I therefore deleted all containers

docker rm -f $(docker ps -aq)

I then deleted all docker volumes

docker volume rm -f $(docker volume ls -q)

Note: docker prune system -f doesn't remove volumes. Even if you include the --volumes flag it won't necessarily remove everything for a clean restart of the docker network

This didn't resolve my issue entirely since when I checked the certificate values using:

openssl x509 -in your-cert.pem -text

The output was showing a certificate that was generated a week ago (valid-from date was not today's date). Turns out the file being picked up by my container was from a default location. That default location was on the root of my machine where I rarely look hence I missed this initially. Once I cleared that out, the correct file that was already mounted to the container was utilised and the problem resolved.

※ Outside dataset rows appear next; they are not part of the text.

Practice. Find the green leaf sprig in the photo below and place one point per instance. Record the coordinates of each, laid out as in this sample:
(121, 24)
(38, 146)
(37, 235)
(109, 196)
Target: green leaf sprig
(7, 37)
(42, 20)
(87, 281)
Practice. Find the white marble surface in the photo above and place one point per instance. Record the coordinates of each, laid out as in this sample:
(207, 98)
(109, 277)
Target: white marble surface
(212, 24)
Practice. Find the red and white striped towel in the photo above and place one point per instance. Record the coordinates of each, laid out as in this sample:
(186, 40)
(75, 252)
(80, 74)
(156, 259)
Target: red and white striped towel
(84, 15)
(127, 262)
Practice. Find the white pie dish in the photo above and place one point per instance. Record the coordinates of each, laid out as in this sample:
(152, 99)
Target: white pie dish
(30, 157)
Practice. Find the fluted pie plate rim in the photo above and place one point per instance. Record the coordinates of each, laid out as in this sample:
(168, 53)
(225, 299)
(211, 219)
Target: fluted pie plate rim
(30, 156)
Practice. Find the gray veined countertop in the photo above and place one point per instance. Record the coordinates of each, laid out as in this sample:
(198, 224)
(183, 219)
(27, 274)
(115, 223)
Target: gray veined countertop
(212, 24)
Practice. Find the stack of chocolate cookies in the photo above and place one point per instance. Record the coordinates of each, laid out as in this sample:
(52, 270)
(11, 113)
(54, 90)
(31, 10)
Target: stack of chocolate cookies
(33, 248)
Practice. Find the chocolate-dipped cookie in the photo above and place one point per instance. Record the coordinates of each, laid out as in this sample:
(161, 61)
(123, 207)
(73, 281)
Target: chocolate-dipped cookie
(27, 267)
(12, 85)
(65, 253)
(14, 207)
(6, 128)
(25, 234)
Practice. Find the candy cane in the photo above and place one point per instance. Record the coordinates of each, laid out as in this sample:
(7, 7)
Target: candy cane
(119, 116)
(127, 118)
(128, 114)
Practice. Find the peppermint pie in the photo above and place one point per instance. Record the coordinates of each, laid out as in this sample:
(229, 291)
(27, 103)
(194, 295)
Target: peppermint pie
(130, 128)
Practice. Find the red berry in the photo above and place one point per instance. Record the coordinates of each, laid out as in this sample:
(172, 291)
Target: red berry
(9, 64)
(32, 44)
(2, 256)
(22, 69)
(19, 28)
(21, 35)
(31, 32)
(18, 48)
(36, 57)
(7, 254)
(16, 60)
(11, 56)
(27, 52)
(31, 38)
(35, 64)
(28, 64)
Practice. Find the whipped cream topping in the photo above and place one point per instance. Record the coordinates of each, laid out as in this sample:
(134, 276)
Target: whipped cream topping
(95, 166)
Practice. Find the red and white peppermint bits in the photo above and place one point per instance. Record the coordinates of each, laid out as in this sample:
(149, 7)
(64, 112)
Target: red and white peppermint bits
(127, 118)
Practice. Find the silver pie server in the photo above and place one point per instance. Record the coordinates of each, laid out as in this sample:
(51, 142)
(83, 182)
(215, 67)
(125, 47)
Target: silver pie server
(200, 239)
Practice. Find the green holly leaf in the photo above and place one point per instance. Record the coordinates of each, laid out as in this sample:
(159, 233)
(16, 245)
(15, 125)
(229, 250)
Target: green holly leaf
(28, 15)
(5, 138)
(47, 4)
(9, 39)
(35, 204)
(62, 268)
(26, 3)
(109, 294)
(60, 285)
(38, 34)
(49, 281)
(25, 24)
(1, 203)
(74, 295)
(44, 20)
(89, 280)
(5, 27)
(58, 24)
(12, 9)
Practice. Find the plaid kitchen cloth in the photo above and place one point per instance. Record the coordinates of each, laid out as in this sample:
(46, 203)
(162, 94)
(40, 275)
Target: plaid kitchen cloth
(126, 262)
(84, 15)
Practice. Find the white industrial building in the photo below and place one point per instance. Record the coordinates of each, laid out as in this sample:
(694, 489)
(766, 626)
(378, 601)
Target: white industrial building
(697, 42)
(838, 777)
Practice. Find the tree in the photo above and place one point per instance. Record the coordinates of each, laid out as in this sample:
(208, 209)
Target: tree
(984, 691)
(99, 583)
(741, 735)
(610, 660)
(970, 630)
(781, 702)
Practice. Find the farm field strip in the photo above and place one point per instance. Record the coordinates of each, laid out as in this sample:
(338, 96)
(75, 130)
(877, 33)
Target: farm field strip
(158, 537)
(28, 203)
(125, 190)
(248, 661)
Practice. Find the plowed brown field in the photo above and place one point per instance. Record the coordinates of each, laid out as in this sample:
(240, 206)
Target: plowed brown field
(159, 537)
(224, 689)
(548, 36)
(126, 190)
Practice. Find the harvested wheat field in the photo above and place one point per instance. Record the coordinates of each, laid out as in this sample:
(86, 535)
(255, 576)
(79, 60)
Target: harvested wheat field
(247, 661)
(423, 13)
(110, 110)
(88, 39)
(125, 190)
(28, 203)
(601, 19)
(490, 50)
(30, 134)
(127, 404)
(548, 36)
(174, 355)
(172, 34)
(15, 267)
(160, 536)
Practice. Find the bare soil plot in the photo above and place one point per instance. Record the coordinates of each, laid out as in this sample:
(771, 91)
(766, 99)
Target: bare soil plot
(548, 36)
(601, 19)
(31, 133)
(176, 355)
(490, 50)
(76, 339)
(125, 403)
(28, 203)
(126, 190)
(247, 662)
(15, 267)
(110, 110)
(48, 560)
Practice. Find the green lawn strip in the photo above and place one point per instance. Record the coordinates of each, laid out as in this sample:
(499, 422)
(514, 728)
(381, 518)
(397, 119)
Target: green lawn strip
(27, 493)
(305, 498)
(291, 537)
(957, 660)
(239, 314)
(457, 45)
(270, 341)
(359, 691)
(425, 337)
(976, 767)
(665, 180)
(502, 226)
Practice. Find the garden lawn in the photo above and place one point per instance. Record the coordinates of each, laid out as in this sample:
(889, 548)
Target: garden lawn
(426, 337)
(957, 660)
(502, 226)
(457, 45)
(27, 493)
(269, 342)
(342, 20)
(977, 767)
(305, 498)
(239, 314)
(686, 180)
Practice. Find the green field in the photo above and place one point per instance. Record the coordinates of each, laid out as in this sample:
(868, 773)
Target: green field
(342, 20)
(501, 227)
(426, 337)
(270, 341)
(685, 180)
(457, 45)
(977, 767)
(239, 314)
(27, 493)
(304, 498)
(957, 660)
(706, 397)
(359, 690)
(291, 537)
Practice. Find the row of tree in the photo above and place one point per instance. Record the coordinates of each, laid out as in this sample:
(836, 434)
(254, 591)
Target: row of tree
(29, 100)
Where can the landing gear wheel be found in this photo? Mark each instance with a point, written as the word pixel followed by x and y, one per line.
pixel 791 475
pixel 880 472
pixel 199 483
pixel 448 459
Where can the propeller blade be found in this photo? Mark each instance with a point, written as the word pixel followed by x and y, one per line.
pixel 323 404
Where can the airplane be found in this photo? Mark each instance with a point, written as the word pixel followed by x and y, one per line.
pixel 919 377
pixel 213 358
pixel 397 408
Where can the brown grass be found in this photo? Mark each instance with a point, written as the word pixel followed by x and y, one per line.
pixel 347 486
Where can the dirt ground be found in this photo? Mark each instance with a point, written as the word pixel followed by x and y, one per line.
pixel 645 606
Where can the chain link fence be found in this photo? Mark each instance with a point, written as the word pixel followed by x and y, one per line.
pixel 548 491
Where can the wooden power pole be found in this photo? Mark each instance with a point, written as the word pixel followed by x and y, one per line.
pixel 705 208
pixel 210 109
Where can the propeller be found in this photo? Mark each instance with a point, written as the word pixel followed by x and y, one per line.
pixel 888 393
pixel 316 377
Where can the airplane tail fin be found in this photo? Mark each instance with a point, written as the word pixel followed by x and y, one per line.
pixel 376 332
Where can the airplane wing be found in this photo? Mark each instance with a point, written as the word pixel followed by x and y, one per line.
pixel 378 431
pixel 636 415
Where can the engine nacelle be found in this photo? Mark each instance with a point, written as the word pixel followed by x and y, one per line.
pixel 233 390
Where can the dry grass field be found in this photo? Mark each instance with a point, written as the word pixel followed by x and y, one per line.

The problem is essentially a bad/invalid certificate.

Answer 2

The prob comes from a bad TLS certificate used by the new ordered. Check the log of other ordereres and you would get some hints about this.

Answer 3

With help of @myeongkil kim I was able to solve this issue. The solution was I just had to remove all the docker volumes by docker volume prune and after this, bringing the network back up solves this problem.